Wednesday, 15 June 2011

Super noodles and acupuncture needles

A 5am start got us to the train station in time to catch our train. Having done our train journey time / cost calculations we had elected to get the slower (and not as nice) L-type train (instead of a K-type). The L train was not only cheaper but it meant we didn't have to find a night's accommodation before the onward train to Kashgar. The train looked like it hadn't been cleaned since the 1980s but the sheets on the bed were clean and the toilets weren't too bad. A major advantage was that it was half empty. We initially shared our 6 berth compartment with a doctor who practiced traditional Chinese medicine. She was called Wei and spoke a little English, but at Lanzhou she got off and we had the compartment to ourselves. She gave us a single acupuncture needle as a present. Quite what she thought two unqualified westerners would do with it was not entirely clear.

The most exciting thing about this train journey was that, for the first time on our trip, we were finally heading West. For the previous 2 months we'd predominately been heading North or East but now we were heading in the direction of the UK, although we did have another 6 months of adventures left.
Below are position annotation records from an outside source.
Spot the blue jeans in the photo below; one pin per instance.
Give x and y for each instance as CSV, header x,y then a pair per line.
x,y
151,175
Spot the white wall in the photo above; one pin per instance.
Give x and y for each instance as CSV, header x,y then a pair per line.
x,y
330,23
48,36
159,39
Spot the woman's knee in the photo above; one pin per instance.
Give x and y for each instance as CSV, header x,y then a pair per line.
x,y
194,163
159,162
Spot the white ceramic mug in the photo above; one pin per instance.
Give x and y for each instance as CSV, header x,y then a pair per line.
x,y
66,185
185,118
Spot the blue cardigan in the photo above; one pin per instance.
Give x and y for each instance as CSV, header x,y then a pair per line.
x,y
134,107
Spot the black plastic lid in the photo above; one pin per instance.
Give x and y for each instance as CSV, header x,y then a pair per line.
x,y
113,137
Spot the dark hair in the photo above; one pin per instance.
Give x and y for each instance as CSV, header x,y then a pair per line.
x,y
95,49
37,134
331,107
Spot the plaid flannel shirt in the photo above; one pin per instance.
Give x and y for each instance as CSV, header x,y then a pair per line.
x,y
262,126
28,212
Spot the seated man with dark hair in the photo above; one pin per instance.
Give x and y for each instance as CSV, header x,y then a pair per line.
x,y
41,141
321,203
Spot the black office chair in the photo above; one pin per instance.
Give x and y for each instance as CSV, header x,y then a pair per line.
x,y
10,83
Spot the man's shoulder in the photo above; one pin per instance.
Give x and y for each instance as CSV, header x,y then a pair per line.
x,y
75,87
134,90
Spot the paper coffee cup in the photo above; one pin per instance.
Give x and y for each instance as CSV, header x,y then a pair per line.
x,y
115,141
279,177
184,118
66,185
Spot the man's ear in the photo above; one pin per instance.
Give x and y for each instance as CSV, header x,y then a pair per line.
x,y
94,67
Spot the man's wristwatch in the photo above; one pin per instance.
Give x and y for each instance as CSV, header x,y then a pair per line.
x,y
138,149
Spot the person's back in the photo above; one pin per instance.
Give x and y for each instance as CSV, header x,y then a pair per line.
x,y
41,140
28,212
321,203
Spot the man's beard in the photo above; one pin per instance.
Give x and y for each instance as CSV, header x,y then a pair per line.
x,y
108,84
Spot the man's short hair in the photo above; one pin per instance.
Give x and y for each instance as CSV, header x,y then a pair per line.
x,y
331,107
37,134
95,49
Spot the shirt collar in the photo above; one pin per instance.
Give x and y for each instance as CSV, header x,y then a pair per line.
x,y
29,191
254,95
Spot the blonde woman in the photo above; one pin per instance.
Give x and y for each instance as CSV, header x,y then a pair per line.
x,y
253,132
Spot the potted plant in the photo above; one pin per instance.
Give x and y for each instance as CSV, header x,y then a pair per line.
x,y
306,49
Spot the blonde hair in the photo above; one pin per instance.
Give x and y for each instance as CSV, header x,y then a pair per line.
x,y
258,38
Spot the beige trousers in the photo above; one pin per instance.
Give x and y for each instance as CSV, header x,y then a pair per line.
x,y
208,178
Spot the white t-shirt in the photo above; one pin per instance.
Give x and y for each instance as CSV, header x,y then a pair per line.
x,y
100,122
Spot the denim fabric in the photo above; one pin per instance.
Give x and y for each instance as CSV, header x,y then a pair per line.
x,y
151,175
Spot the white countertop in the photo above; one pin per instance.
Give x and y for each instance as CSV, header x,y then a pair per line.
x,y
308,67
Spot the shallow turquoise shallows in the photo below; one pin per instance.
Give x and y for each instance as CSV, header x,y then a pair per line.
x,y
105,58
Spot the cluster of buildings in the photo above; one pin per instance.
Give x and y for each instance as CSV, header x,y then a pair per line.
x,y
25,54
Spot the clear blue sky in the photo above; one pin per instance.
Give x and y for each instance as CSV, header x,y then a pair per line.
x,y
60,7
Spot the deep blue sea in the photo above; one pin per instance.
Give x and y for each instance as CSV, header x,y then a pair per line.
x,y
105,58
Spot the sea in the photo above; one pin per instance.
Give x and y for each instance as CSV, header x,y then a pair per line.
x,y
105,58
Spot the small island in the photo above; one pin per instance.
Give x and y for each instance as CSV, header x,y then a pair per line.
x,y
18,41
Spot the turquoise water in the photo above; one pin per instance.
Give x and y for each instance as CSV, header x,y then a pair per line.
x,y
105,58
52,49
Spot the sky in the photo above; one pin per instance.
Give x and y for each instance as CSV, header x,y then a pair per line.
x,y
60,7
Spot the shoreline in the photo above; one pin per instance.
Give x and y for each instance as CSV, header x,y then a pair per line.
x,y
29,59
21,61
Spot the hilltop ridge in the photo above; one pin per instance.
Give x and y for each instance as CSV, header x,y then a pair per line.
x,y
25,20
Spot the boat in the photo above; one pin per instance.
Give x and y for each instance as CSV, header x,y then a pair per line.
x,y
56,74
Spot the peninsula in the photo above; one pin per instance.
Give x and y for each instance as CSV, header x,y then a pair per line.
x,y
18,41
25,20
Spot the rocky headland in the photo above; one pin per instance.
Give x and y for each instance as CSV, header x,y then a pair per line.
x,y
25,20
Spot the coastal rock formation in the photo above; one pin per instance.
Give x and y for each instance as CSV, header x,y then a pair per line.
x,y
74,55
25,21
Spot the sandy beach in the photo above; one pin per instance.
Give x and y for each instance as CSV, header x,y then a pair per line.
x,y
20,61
For a day the train trundled through lush vegetation but the following morning we woke up to arid plains with the snowy Qilang Mountains beyond. The train passed the far western sections of the Great Wall, crumbling sections made of rammed earth, and on, deep into Xinjiang Province and ethnic Uighur country. We were heading to Turpan (or the train station nearest to the city - a place called Tulufan). At the northern edge of the Taklimakan Desert, it is located in a depression 154m below sea level (the second lowest place in the world) and also the hottest place in China. It was hard to believe that in just over 10 days we had gone from crossing the Himalayas and the Tibetan Plateau, with views to Everest and plains grazed by thousands of yaks, to the lowest point in China where camels roamed through the desert. The distances we had covered were vast. First we had traveled 3360 km from Lhasa to Chengdu (which was in the wrong direction). We'd then had to retrace 1200 km of this journey, continuing a further 1683 km to Tulufan, where we would get the final 1445 km train overnight to Kashgar. The entire journey totaled 7688 km. To put this in perspective this is like going from London to Cairo only to find out that the bit of paperwork which was needed is actually unobtainable and then having to retrace your steps back to Sicily, Italy and then to travel on to Novosibirsk in Western Siberia, all overland and all in a single week. No wonder we were exhausted.

As it is only possible (as far as we could work out) to buy a train ticket from the station of departure we had not bought our onward ticket to Kashgar. We had heard that this train got very busy and we were worried that we'd be unable to get the next train. After a nervous wait whilst the staff had their obligatory 40 min tea break, James managed to buy some tickets. The good news was that we'd managed to get on the next train, the bad was that the only tickets available were the dreaded hard seat!

In the departure lounge we waited for the train. I noticed some attendants looking across at us. After some giggling one approached us and indicated that she wanted to see our ticket. Her brow furrowed on seeing the class in which we were traveling but unperturbed she said "VIP this way". We were shown to a large, empty lounge with comfy leather sofas and the cleanest toilets we'd seen since Heathrow - actually probably cleaner.

The train was packed as we gritted our teeth for the 24 hour hard seat journey to Kashgar. I did a double take, was that a westerner? They definitely had blond hair. No. We were now amongst the Uighurs of Western China, a people whose ethnicity reflected the fact that they inhabited the crossroads of Asia and lived along ancient trading routes such as the Silk Road. The road we had to take was West into Kyrgyzstan but there was one problem - we'd arrived in Kashgar on Friday afternoon with no time to get to the border, with Kyrgyz visas not beginning until Saturday, the border being closed at the weekend and our Chinese visas running out on Saturday - we were in a Catch 22 situation. Err...time for a beer...

Break time on a Chinese train

Tulufan VIP(?!) lounge


  1. cute. You're boots match! Hope you guys are having a great time. Nice background pic by the way!

  2. Yes we might be sad but so are you for spotting it!! Actually someone said to us the other day that they assumed we were sponsored climbers as we had so much kit that was the same. We are sticking to that story.